Nach der spannenden Verabschiedung von CETA und dem faktischen Aus von TTIP schickt sich ein weiteres, bislang wenig beachtetes Freihandelsabkommen an, Löcher in den europäischen Datenschutzschirm zu reißen. Die Wirkung von TiSA könnte deutlich über die kritisierten Öffnungsklauseln der Datenschutzgrundverordnung hinausgehen. So sind kürzlich geleakte Dokumente auf ttip-leaks.org zu verstehen. Der Datenschutz soll relativiert werden und der Einfluss von Privaten auf Infrastruktur und Gesetzgebung gestärkt werden.
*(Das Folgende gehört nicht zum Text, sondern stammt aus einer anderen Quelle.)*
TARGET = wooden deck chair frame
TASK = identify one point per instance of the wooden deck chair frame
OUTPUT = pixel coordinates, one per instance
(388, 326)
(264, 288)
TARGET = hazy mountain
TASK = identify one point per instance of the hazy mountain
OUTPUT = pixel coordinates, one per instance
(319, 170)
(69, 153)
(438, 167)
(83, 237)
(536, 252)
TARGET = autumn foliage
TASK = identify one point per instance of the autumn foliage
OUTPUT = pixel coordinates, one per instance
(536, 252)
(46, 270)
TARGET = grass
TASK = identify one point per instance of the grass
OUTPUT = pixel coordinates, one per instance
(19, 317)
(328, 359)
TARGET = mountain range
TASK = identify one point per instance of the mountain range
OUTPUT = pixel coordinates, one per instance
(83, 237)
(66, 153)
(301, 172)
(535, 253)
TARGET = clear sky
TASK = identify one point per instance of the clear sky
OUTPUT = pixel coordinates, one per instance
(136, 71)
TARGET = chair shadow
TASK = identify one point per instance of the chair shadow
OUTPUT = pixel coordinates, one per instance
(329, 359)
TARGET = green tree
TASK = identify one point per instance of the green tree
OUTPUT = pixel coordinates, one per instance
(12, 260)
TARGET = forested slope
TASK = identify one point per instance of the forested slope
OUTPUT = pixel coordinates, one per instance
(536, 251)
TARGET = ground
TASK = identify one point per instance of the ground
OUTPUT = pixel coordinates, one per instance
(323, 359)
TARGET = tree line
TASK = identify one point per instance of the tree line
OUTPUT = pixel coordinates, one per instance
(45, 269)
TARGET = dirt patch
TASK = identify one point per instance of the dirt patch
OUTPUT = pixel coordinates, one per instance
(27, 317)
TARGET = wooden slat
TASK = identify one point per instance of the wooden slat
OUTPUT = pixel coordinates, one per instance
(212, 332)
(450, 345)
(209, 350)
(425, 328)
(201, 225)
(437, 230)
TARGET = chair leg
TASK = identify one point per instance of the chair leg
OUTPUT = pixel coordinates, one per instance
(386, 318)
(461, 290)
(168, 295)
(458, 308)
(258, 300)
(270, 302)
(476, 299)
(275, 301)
Aber was ist TiSA? 50 Länder, auch die EU-Mitgliedsstaaten, verhandeln seit 2012 an diesem Abkommen, welches die Freizügigkeit von Dienstleistungen zwischen diesen verbessern möchte. Ende 2016 soll alles fertig sein. „Jeder Staat soll Dienstleistungen und deren Anbieter nicht schlechter behandeln als seine eigenen Dienstleistungen und Anbieter“ ist die zentrale Aussage von TiSA. Das könnte bedeuten, dass jeweils die weniger strikte Regulierung als Maßstab herangezogen wird, insbesondere bei öffentlichen Vergaben.

Datenschutz dürften keine Handelshemmnisse oder Anlass zur Diskriminierung sein. Faktisch werden die EU-Datenschutzgrundsätze damit ausgehebelt, da sie zumeist andere Staaten „benachteiligen“. Daten dürften bspw. im Ausland gespeichert werden, trotz anders lautender EU-Regularien. Safe Harbor oder Privacy Shield wären de facto unwirksam. Die Zweckbindung von Daten wird ebenfalls dahingehend relativiert, dass eine Kontrolle der Weitergabe von diesen praktisch nicht durchführbar wäre.
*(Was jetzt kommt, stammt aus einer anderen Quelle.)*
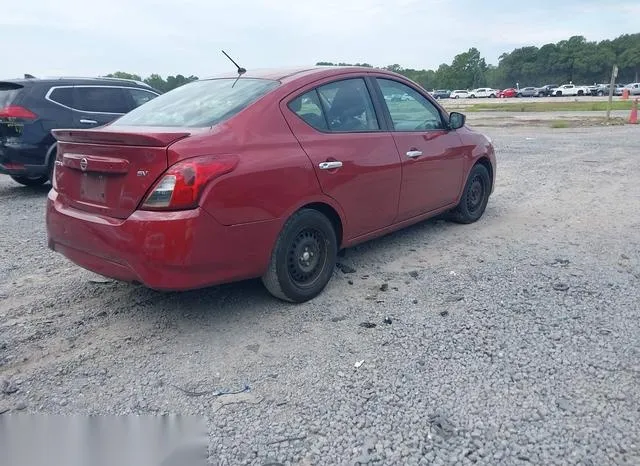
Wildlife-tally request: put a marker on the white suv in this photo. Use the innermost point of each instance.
(483, 92)
(459, 94)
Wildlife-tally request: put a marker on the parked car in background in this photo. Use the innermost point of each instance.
(459, 94)
(603, 89)
(483, 92)
(527, 92)
(634, 88)
(507, 93)
(545, 91)
(441, 94)
(31, 108)
(570, 90)
(268, 175)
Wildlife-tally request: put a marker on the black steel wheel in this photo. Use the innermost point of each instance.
(304, 257)
(474, 197)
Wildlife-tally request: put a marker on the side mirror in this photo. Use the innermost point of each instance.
(456, 120)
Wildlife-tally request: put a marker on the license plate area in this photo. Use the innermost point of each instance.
(93, 188)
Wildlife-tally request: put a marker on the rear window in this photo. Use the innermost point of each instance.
(8, 93)
(199, 104)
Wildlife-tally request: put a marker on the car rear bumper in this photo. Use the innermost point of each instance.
(171, 251)
(23, 159)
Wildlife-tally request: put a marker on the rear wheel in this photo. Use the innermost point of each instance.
(303, 258)
(30, 180)
(474, 197)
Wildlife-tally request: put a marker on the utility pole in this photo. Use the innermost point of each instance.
(614, 75)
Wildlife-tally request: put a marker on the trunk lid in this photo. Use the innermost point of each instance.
(108, 171)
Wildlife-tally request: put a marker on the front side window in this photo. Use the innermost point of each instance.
(100, 99)
(348, 106)
(199, 103)
(412, 113)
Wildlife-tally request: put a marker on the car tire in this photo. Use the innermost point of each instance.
(303, 259)
(30, 180)
(474, 197)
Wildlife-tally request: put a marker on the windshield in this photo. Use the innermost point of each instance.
(199, 104)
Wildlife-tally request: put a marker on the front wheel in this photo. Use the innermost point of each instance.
(474, 197)
(30, 180)
(303, 258)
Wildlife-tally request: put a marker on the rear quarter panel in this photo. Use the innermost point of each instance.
(273, 176)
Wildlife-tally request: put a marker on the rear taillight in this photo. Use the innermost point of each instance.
(15, 111)
(181, 186)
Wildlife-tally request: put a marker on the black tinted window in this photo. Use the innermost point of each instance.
(409, 110)
(101, 99)
(62, 95)
(199, 104)
(8, 93)
(348, 106)
(140, 96)
(308, 107)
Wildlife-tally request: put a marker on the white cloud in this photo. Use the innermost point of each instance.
(168, 37)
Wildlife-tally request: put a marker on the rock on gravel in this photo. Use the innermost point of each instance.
(518, 372)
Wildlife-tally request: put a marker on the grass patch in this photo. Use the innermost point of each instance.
(548, 106)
Des Weiteren sieht der Verhandlungstext Relativierungen in den Bereichen Standortvorgaben von Firmen, Netzneutralität, Regulierung von privaten Inhalten (Zensur), Spam, Offenlegung von Software-Code in kritischen Infrastrukturen, Transparenz und weitreichende Aufhebungsklauseln für schwammig definierte nationale Sicherheitsfragen vor. Insgesamt wohl ein Sammelsurium von bereits überwunden geglaubten Verbraucherschutzbedrohungen.
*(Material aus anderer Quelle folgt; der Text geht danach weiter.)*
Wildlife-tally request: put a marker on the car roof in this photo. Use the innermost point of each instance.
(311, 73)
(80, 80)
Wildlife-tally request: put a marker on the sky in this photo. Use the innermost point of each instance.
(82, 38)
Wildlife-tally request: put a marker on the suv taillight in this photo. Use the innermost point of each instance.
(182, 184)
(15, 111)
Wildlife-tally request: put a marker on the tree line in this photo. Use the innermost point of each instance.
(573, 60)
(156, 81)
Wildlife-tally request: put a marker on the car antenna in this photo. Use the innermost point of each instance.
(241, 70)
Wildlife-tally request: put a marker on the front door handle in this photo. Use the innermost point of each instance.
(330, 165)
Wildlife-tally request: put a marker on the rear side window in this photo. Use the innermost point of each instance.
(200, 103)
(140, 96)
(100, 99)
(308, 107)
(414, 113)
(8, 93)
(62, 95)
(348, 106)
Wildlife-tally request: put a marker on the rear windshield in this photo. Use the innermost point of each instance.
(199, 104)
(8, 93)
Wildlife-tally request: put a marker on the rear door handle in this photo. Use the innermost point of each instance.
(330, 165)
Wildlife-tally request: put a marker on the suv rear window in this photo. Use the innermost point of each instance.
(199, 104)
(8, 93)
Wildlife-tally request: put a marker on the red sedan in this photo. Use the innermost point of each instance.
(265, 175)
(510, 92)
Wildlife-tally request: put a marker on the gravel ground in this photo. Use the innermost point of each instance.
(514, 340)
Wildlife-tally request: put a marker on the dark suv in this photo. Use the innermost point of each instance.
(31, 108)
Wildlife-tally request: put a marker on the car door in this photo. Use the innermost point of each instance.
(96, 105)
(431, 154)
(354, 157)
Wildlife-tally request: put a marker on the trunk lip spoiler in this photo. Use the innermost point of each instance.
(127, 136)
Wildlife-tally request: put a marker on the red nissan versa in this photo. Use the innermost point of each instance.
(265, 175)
Transatlantischer Datenaustausch seit 2017

Seit der Inauguration von Donald Trump als 45. US-Präsident, ist das fragile Vertrauen in den vertraulichen und seriösen transatlantischen Datenaustausch erschüttert. Ob die zwischenstaatlichen Vereinbarungen des EU-US-Privacy-Shield, welches dafür sorgen soll, dass Daten von EU-Bürgern und Unternehmen in den USA mit einem ähnlichen Schutzniveau behandelt werden wie in der Europäischen Union, noch etwas wert sind, seit der US-Präsident am 25. Januar die Executive Order zur „Verbesserung der öffentlichen Sicherheit“ unterschrieb, sind mehr als fraglich. Eine Formulierung darin gibt zu der Sorge Anlass, dass Nicht-US-Bürger vom US-amerikanischen Datenschutzrecht ausgeschlossen sind. Auch war das Verhalten der neuen Administration davon geprägt, Unsicherheit zu erzeugen und auch den amerikanischen Telekom-Providern Einblick in die Transaktionsdaten inkl. deren Vermarktung zu gestatten. Es wäre aber auch keine besondere Überraschung, wenn die aktuelle US-Administration – im Zuge ihrer protektionistischen Politik – die völkerrechtliche Vereinbarung und die wagen Zusicherung der Vorgängerregierung kündigen würde. Insgesamt also keine stabile Grundlage für die die Auslagerung von sensiblen Kunden- und Mitarbeiterdaten. Die jeweiligen datenrechtlichen Beziehungen zu den USA sollten deshalb kritisch hinterfragt und ggfs. aufgegeben werden.
Auf EU-Ebene wird die geplante Überprüfung des EU-US-Privacy-Shields im Sommer sicher ein wichtiger Prüfstein bei der Ausgestaltung der weiteren transatlantischen Beziehungen. Viel Überlegenschancen werden im derzeit nicht eingeräumt.

Leider sind aber auch in Europa und auch in Deutschland Aufweichungstendenzen des Datenschutzes zu beobachten. Auch seit Anfangr 2017 gilt in Deutschland das neue BND-Gesetz. CSU/CDU und SPD haben mit diesem dem deutschen Auslandsgeheimdienst Lauschbefugnisse erteilt, welche man sonst nur der NSA zugebilligt hat. Daten könne am De-Cix-Knoten direkt abgegriffen werden; obwohl nur für den Auslandsverkehr erlaubt, werden natürlich auch nationale Daten wohl hier abgehört werden.

Königsweg ist und bleibt eine starke Verschlüsselung der eigenen Daten – ohne Speicherung der Schlüssel bei Dritten. Auch der gezielte Einsatz von Treuhänder-Modellen kann individuell empfehlenswert sein.